National Editor

On the heels of a major deal for its VEGF Trap, Regeneron Pharmaceuticals Inc. said it is cranking up the Phase III program testing Axokine for obesity. The move follows a meeting with the FDA to review data from the first pivotal trial, which finished earlier this year.

"I think it's approvable, as long as [data from the first Phase III trial are] confirmed in future studies and the risk profile remains as it is right now," Yaron Werber, analyst with SG Cowen in New York, told BioWorld Today.

But Axokine, he said, is no longer the value driver of Regeneron's stock (NASDAQ:REGN), which closed Wednesday at $21.53, down 22 cents.

George Yancopoulos, chief scientific officer for Tarrytown, N.Y.-based Regeneron, said going forward with Phase III is "like taking a free bet. It costs us very little to be in this game and take a bet, and the upside potential is huge."

The company intends to conduct a one-year confirmatory pivotal trial similar to the first, as well as a separate one-year study in obese Type II diabetics and several smaller studies. About 2,300 more people are expected to be enrolled in the future trials.

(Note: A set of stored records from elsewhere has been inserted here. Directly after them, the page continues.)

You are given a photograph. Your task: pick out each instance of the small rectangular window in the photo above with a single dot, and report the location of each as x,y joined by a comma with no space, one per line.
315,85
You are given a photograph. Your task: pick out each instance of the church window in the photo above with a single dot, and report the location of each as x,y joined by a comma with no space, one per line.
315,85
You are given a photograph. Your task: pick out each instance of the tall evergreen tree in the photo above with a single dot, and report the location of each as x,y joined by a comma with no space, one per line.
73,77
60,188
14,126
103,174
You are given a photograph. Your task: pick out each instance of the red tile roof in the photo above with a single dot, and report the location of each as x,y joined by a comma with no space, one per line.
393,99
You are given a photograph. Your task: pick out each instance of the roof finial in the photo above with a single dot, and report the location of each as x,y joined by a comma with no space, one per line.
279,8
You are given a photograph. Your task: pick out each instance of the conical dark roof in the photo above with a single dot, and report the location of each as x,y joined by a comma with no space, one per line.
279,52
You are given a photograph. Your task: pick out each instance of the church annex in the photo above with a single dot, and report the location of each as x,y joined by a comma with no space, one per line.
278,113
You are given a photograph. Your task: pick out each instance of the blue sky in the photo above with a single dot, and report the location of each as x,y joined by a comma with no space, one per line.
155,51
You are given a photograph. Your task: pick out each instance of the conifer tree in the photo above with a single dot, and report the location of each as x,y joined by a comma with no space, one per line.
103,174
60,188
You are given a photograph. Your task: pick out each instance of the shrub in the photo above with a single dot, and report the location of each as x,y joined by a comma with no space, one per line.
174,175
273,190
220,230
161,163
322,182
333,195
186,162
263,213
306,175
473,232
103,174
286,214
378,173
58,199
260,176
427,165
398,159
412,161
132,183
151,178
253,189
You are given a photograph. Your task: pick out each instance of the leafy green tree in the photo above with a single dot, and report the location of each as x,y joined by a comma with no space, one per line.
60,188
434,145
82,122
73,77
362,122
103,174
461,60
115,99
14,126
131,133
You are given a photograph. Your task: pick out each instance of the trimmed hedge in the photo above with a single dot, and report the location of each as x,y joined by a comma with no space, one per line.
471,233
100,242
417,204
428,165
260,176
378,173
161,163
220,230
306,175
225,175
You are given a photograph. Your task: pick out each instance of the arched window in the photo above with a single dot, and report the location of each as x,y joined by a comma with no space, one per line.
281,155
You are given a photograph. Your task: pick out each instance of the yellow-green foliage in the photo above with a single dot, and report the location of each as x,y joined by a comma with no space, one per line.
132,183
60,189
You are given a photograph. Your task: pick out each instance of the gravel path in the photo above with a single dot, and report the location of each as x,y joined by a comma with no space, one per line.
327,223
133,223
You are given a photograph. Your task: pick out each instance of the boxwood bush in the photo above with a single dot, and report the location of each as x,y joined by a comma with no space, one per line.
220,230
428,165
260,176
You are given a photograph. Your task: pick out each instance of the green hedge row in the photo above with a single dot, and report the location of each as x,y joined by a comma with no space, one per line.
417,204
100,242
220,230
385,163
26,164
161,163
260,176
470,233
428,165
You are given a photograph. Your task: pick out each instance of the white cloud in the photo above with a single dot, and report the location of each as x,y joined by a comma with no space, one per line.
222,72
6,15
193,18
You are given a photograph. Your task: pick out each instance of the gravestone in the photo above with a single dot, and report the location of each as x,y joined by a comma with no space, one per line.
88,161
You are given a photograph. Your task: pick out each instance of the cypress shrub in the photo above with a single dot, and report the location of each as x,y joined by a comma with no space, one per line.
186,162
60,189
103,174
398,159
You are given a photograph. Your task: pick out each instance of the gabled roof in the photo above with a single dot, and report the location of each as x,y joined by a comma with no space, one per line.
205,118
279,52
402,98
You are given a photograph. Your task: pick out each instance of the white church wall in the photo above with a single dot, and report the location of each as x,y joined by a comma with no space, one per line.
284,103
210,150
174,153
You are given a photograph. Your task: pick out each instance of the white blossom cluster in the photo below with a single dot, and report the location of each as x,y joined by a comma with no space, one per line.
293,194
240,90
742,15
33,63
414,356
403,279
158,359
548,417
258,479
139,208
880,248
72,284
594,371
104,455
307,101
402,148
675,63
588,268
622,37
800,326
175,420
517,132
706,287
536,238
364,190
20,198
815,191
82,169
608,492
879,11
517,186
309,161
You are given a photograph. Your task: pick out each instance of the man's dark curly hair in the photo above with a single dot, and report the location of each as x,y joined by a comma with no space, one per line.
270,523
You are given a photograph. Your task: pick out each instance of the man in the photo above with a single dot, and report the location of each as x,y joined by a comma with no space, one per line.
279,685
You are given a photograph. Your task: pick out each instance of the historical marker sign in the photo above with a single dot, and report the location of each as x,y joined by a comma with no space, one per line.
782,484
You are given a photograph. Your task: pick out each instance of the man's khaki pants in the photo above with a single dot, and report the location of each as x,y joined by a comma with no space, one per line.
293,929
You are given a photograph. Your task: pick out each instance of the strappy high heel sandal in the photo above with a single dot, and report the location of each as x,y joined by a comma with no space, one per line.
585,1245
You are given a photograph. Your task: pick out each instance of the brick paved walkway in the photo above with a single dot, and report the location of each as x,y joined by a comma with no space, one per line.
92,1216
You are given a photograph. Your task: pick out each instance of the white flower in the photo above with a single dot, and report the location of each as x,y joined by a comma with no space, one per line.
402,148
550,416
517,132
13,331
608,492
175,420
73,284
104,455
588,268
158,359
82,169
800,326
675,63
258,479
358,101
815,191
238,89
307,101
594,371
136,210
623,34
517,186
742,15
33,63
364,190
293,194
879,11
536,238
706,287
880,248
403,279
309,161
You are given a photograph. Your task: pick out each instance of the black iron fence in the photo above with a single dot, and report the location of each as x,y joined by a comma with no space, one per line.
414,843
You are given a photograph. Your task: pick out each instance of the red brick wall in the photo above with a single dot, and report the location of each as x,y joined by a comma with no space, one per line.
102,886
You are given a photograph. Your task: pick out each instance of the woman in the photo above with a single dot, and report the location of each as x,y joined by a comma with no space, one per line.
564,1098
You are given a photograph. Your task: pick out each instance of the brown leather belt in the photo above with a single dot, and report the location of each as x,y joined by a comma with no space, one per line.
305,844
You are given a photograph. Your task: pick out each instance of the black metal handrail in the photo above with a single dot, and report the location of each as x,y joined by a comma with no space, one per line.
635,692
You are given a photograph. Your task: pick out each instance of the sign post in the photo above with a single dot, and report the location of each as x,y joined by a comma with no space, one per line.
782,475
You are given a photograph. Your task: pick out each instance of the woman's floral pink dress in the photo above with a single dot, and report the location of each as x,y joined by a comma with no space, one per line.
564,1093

Axokine, a modified form of ciliary neutrophic factor, has had its ups and downs in development. Regeneron's shares plunged 56.6 percent in late March when early results from the Phase III trial indicated that neutralizing antibodies compromised efficacy, disappointing investors. The view changed somewhat in May when, at a meeting of the American Society of Hypertension, the company offered a more complete look at the data. (See BioWorld Today, April 1, 2003, and May 20, 2003.)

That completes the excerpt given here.